Emissions-intensive trade-exposed industries will receive significant assistance in meeting permit obligations.

Specifically, Australia’s coal-fired generators would see $3.9 billion in free permits over five years, with the biggest of them benefiting the most. Says Innovest: "The handouts are concentrated among the largest and highest emitting brown coal-fired generators in Victoria." Additionally:

  • Aluminum smelters, cement and steel makers will receive assistance covering 90 percent of industry average emissions.
  • Alumina refiners, petroleum refiners and LNG producers will receive 60 percent of permits for free.

A quarter of the total permits in the system would be handed out for free and to the worst offenders. According to Innovest, that percentage could rise to 45 percent by 2020.

The plan is set to go into effect in 2010.

While it is true that it is an improvement over Europe’s Emissions Trading Scheme (ETS) – which gave away 100 percent of its permits for free and provided zero incentives to develop clean generation – it’s still bad. The far wiser choice for Australia would be to auction off all rights to pollute from the outset – a method that forces polluters to pay and generates revenue for clean energy, efficiency technologies and green jobs.

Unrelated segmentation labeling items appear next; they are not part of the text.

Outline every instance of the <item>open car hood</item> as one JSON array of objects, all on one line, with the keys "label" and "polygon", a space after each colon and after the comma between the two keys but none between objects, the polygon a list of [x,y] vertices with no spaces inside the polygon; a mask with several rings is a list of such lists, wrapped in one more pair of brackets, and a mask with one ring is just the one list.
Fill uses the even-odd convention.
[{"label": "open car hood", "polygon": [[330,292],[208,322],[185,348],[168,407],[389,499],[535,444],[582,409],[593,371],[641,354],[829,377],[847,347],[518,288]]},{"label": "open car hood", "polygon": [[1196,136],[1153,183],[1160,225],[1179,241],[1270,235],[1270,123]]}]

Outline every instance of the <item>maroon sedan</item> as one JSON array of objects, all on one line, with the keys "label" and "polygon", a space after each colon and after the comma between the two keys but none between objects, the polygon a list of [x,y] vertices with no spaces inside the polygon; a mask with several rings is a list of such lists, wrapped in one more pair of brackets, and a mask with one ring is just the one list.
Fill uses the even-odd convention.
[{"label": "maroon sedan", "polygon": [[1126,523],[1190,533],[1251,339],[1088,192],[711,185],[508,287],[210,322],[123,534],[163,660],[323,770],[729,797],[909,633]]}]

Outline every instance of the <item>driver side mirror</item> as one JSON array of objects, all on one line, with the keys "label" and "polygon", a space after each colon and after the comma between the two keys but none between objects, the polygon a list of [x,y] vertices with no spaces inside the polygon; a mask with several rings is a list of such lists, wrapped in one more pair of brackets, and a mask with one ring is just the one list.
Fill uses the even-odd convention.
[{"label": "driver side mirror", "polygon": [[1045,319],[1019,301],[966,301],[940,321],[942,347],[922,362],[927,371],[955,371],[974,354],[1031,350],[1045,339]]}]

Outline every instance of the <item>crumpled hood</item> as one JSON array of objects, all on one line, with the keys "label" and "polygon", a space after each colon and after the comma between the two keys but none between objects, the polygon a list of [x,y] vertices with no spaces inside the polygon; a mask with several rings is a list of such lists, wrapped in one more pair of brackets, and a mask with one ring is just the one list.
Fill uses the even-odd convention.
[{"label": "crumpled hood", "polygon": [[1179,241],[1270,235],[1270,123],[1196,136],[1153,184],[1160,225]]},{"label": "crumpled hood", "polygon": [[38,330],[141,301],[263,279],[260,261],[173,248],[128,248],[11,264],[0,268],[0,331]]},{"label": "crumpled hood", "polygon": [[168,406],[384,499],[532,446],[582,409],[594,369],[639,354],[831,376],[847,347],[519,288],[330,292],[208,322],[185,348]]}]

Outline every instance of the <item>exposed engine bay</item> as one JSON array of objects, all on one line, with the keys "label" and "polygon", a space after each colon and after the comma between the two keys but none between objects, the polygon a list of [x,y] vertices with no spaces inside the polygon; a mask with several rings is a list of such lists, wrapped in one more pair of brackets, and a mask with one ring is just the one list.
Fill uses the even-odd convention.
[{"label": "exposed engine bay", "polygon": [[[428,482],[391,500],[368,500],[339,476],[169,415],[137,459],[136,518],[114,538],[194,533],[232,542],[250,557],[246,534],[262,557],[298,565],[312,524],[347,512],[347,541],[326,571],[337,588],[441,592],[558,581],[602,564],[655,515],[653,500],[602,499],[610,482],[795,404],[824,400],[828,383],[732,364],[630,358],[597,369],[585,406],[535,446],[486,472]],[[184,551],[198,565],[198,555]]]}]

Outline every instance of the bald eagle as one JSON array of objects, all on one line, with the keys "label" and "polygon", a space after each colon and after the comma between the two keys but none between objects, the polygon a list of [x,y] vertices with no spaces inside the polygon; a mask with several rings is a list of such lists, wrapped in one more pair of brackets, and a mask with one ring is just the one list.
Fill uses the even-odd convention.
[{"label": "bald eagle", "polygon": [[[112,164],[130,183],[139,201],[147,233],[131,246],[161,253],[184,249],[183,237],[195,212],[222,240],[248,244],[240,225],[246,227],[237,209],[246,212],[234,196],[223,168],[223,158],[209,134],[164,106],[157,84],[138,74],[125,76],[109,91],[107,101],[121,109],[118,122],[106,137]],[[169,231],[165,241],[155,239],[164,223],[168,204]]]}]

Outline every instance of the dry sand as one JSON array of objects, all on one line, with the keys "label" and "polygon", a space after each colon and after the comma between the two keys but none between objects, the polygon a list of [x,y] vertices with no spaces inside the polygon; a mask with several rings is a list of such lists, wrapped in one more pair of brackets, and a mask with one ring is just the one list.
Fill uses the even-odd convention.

ETS is now moving in that direction. The ten Northeastern states adopted the auction method for the Regional Greenhouse Gas Initiative. And President Obama, in his cap-and-trade plan, pledged support for an auction of 100 percent of pollution permits – the best you can ask for.

So why not Australia?

On December 3, 2007 – on the very same day he was sworn in as Australia’s prime minister – Kevin Rudd signed the Kyoto Protocol. With a stroke of a pen he broke the Australian government’s cycle of climate denial.

A national climate action plan was drafted – the Australian Carbon Pollution Reduction Scheme. Emissions trading was to be a central piece. As the scheme evolved, there was hope that it wouldn’t be weakened by measures that would undermine the benefits it creates.

So much for that. Tighter regs fell victim to lobbying, and the plan is now full of compensation for heavily polluting industries. On top of that, the overall target is not adequate for the task at hand: a five percent reduction in emissions from 2000 levels by 2020. If the world forges a global climate treaty, that number could grow to 15 percent by 2020. The plan’s long-range target is a 60 percent reduction from 2000 levels by 2050.

The science dictates far more. And Australia, you would think, would get that. Gripped in a drought of epic proportions and battered by extreme heat, it’s already seeing first-hand the signs of climate change, and feeling the economic aftereffects.

It’s important to note that what happens in Australia on energy and climate matters everywhere, and vice versa: It’s the world’s biggest exporter of coal. In fact, the emissions it spews from feeding the world’s coal appetite exceed Australia’s entire domestic carbon footprint. Worse yet, its coal exports are growing wildly. All major coal ports are currently undergoing expansion. And get this: Prime Minister Rudd has said he wants to double his nation’s exports of the dirtiest fossil fuel on Earth.

In a letter to the prime minister in March 2008, leading climate scientist James Hansen made a plea:

If Australia halted construction of coal-fired power plants that do not capture and sequester the CO2, it could be a tipping point for the world.

With its cap-and-giveaway scheme and big coal aspirations, it appears that Australia is indeed tipping the world – in the wrong direction.